Он подсчитывал на пальцах, как долго еще будут разрешены частные предприятия; все равно из-за больных легких врач советует ему как можно скорее кончить со стекловатой.
— Но я выдержу, Вольфи,— говорил он, глядя на своего тощего бледного сына.— Главное — кормить тебя хорошенько, ты теперь растешь, а деньги и фабрика все равно коту под хвост.
Дядя Фриц прислал из Югославии весточку. Он женился и скоро станет отцом. «Теперь я, наверное, обоснуюсь в Белграде своим домом,— писал он,— Дрезден так или иначе — мертвый город». Бабушка принесла письмо к нам и, недоверчиво покачивая головой, сказала:
— Пианино, все его книги и вещи у меня, они ему нужны, а я-то долго не протяну.
Лицо у нее было бледное, руки дрожали. Она терла стекла очков, думая, что сослепу что-нибудь прочитала неправильно.
— Может, выслать все это по почте? Или самой поехать на свадьбу? — спрашивала она отца, мать и меня.— Но я ведь много не подниму, разве что кой-какое бельишко, книги для меня слишком тяжелы.

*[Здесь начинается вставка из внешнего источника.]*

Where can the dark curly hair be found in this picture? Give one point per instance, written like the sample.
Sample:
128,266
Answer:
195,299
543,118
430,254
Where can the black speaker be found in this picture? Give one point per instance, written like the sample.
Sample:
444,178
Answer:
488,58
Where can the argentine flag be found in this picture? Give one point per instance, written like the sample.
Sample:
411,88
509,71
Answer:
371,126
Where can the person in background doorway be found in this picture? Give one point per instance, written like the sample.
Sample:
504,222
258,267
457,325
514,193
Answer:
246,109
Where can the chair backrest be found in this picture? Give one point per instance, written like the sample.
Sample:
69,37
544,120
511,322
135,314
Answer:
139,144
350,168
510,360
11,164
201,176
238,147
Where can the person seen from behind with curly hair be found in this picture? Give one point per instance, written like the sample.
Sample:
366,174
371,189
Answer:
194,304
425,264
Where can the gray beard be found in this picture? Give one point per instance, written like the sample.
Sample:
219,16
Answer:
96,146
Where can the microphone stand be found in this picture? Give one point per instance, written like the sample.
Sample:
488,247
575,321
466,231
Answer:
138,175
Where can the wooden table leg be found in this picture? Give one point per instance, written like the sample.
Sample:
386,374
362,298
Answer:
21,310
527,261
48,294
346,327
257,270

Бабушка понятия не имела, какое это дальнее путешествие и что нет ни разрешения, ни поездов, чтобы пересечь четыре или пять границ. Больше всего тревожилась она из-за пианино, уже настроенного и заново отполированного. Но, мол, дядя Херберт, который головой рисковал, вызволяя его из старой квартиры, не должен ничего об этом знать.
— Ждут ребенка.— Бабушка со вздохом сунула письмо в старую кожаную сумку, которая была с нею и тогда, в бомбежку.— Но на крестины я поеду обязательно.— С этими словами она медленно, спотыкаясь, пошла к двери.— Лучше бы он с женой и ребенком приехал сюда, мы были бы все вместе, правда?

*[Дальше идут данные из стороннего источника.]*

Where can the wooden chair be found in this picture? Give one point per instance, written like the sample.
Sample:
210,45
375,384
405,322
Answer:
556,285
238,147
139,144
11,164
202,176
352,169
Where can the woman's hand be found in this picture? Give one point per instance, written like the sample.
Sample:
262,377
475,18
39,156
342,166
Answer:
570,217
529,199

У нее закружилась голова, она покачнулась, сумка выпала из рук.
— Ох уж этот твой Фриц,— сказал отец, подхватив бабушку под руки и ведя назад к кушетке.— Не может он так поступить, он ведь строитель и нужен здесь.

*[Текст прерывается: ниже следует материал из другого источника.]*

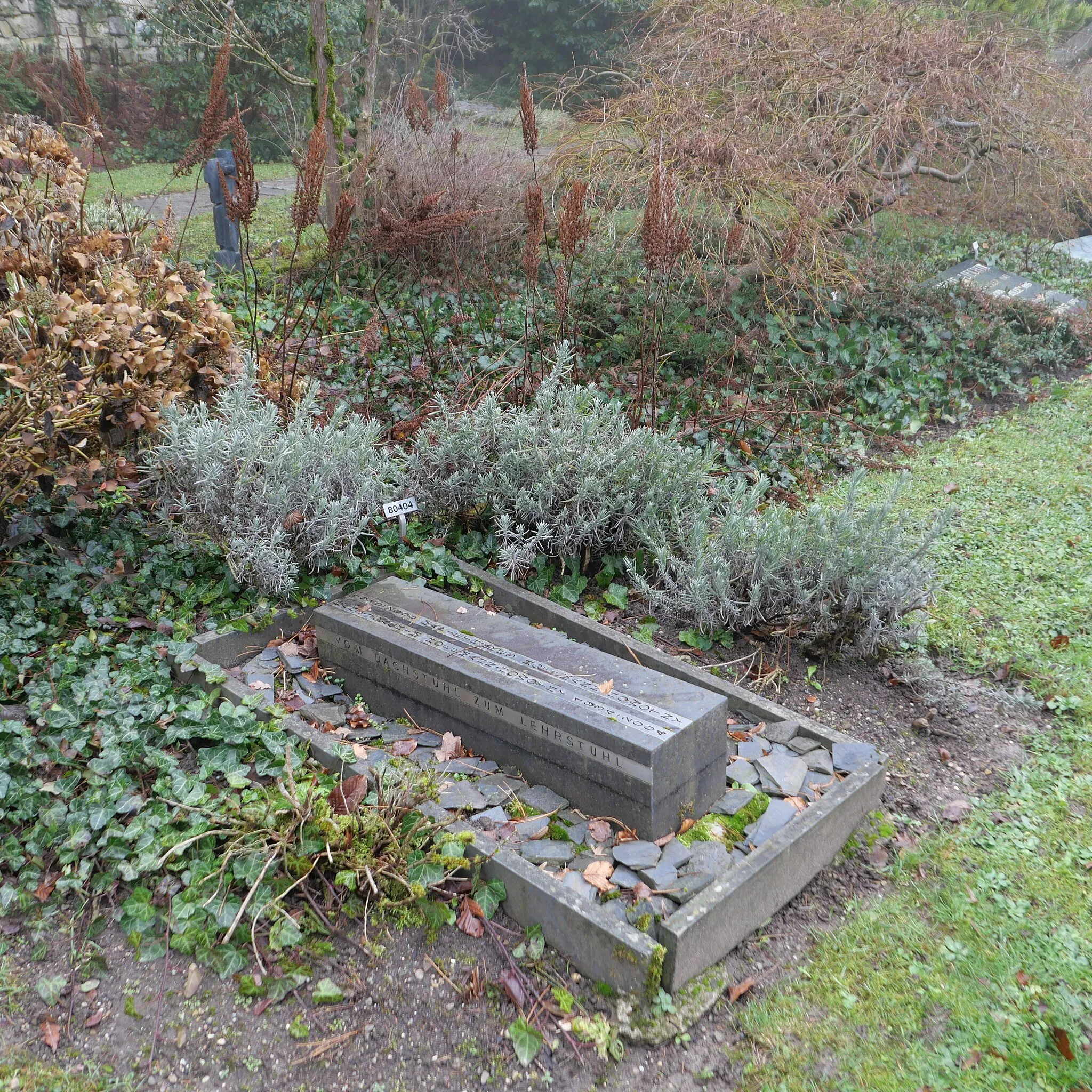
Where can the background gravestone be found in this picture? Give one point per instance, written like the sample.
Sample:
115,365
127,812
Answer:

Он оглянулся на мать, которая уже схватила пальто и собралась за врачом.
— Фриц должен приехать, иначе конец! — крикнул он ей.— Напиши ему об этом, Герди, пошли телеграмму, сейчас же!
Я посадил под балконом деревья и кусты, а на наших грядках — кольраби, цветную капусту, табак и помидоры, которые нужно было регулярно удобрять.